Reputation: 15
I am trying to subset a data.table based on a function that I wrote.
I have found out that R only calls my function once (instead of once per row). However, I am having trouple debugging this as I can only address Date in the context of the data.table.

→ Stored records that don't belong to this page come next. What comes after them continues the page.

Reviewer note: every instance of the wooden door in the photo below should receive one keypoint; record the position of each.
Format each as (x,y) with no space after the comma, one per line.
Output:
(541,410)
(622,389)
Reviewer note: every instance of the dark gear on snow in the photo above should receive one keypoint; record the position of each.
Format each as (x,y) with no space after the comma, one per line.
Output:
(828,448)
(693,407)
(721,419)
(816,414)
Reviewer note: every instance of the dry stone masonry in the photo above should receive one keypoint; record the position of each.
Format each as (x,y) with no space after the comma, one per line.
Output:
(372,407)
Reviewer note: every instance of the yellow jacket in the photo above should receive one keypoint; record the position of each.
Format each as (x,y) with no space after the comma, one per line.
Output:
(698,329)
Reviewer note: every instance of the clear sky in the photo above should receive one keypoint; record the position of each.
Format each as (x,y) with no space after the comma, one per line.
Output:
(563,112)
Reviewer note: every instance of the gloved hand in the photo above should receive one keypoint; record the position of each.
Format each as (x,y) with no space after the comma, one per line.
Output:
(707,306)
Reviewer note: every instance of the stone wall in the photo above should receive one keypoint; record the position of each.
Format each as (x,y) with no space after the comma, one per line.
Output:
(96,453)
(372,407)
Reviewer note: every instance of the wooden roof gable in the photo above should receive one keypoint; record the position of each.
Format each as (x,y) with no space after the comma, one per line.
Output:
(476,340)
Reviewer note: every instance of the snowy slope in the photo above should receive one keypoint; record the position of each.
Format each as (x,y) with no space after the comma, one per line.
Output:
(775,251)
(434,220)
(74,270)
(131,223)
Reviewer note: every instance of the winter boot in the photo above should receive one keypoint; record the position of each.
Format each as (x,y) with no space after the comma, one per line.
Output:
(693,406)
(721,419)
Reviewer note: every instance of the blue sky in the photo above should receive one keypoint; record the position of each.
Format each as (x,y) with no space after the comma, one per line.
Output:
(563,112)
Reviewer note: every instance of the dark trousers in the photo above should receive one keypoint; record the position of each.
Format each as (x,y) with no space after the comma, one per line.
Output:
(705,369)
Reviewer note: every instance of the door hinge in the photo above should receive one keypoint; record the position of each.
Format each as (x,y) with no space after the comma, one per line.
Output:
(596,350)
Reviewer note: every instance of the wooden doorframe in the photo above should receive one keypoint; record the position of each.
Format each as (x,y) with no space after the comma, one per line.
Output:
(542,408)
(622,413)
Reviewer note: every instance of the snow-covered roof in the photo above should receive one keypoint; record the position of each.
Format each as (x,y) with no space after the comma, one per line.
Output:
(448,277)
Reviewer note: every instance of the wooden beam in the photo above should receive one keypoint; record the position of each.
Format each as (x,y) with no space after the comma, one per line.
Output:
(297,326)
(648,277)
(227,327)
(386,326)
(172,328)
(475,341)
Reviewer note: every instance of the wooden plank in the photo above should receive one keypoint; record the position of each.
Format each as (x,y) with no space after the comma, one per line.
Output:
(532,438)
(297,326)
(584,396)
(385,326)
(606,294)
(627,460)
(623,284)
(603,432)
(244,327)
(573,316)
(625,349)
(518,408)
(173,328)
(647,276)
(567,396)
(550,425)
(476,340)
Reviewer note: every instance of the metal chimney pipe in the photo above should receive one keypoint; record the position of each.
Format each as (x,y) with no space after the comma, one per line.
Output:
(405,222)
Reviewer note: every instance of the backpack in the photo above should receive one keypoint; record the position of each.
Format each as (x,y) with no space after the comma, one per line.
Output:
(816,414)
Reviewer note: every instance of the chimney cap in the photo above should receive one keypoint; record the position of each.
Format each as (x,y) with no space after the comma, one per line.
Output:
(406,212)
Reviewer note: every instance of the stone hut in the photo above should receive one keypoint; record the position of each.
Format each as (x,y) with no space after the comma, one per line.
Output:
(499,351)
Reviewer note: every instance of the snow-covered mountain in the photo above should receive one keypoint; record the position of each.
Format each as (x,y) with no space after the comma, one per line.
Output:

For runtime purposes, I cannot use a for-loop to check each row individually. If this problem could be solved without a self-defined function, I would be happy, too.
library("data.table")
library("zoo")
dt <- data.table(Date = as.Date(1:10),
Sales = c(rep(0, 5), rep(1, 5)))
anySalesLastWeek <- function(date) {
return(!empty(dt[as.integer(Date - as.Date(date)) %in% -7:-1 & Sales > 0, ]))
}
dt[anySalesLastWeek(Date), ]
I expected R to call the function anySalesLastWeek() once per row with the column value of Date in that row. Instead, the function seems to be called only once with dt$Date as the input.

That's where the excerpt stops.